Josie (Pat Shortt) lavora in una stazione di servizio, combatte quotidianamente con lo scherno di alcuni concittadini che scherzano sul suo disagio mentale impegnandosi con entusiasmo nel suo lavoro, lavoro al quale si aggrappa per costruirsi una quotidianità ed una routine che se per gli altri possono rappresentare solo noia e voglia di fuga, per lui sono l’unico modo per rimanere saldamente ancorato alla realtà che lo circonda.
Un bel giorno nella solitudine di Josie fa capolino un giovane e introverso adolescente che lo aiuterà con la pompa di benzina durante i lunghi week-end e l’orario extra, tra i due nascerà un’amicizia ed una complicità che aiuterà entrambi a combattere disagi diversi ma dalla comune radice.
Purtroppo Josie non possiede gli anticorpi necessari a combattere pregiudizio e maldicenza, pane quotidiano per molti dei suoi concittadini, e si ritrova esposto al male che pervade inesorabilmente l’essere umano, l’amicizia con il ragazzo non verrà ben vista dall’iperprotettiva madre di quest’ultimo che innescherà con una denuncia un malevolo meccanismo che sgretolerà il mondo ovattato e sicuro costruito con tanta fatica da Josie.
Il cinema del regista irlandese Leonard Abrahamson è bisbigliato e fa timidamente capolino tra i blockbuster da popcorn che invadono ogni fine settimana i nostri cinema, e cerca di raccontarci che tra l’estremismo autoriale dei puristi da festival e l’ostracismo dei fanatici dell’ultima ipertrofica meraviglia tecnologica c’è qualcos’altro.

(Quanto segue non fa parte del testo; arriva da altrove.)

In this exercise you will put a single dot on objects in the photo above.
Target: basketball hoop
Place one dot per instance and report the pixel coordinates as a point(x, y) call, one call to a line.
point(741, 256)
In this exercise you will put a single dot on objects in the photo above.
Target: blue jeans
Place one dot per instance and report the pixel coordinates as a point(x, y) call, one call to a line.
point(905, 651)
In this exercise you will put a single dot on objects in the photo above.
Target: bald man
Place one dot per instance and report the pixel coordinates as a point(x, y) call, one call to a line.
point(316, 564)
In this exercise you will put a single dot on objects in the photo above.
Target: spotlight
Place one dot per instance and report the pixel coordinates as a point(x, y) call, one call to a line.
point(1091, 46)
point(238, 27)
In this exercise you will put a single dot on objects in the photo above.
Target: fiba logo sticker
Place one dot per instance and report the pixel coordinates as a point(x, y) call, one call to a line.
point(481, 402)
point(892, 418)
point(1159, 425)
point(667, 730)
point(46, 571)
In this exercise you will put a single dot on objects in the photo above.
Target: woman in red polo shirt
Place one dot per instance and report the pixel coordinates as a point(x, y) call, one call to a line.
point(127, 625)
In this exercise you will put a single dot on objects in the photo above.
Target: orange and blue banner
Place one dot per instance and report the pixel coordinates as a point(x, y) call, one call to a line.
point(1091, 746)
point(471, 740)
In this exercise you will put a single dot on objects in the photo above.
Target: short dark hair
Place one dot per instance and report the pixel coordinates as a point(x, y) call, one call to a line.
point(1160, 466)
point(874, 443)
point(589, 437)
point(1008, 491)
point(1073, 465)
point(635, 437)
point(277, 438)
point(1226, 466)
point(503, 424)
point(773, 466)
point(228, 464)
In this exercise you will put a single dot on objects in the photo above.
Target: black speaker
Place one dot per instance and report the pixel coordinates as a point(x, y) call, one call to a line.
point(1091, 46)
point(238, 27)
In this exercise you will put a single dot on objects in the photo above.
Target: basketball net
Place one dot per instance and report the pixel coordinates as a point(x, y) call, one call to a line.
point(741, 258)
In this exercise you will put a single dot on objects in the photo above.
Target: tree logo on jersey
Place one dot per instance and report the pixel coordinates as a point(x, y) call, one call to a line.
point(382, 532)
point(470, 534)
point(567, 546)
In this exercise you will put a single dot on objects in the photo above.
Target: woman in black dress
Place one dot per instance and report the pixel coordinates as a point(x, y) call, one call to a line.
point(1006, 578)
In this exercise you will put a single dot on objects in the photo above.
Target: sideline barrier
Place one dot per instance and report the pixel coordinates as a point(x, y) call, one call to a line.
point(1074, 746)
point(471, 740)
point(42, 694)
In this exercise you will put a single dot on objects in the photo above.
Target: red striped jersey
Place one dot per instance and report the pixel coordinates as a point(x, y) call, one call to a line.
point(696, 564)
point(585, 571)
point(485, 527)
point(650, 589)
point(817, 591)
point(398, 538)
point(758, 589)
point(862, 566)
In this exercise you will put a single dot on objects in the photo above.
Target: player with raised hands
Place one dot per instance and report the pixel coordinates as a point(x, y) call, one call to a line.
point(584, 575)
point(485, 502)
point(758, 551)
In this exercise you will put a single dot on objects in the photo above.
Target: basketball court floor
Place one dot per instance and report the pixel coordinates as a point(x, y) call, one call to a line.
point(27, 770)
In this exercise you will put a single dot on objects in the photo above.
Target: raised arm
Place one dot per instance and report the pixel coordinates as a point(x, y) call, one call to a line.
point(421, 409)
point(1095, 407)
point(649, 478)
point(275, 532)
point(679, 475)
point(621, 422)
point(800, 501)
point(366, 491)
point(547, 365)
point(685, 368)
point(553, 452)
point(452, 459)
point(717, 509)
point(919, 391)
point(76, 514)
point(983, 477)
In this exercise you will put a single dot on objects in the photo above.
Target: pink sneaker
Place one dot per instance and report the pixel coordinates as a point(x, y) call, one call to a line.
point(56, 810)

Garage al contrario dell’estremismo realista del cugino tedesco Settimo Cielo, usa un’impronta visiva più calda, aiutata dagli incantevoli e taciturni paesaggi irlandesi e blandisce lo spettatore con un modo di vivere diverso propinato a piccole dosi, accompagnadolo in un mondo straniante, silenzioso e realistico, fatto di voglia di fuga, frustrazione e bigottismo che si scontrano con l’ottimismo e l’ingenuità di un adulto/bambino senza il necessario istinto di conservazione.
Garage è un modo di fare cinema alternativo, ma non troppo, un modo di narrare certamente non adatto alla cosiddetta fruibilità di massa, ma non per questo snob o volutante ostico, anzi è proprio il suo linguaggio semplice, il suo realismo e l’eplorazione di temi universali, che ne rivelano un lato aperto e alla ricerca dello spettatore sensibile e non del cinefilo tout court, in barba a chi vuole etichettare il cinema a tutti i costi, me compreso naturalmente.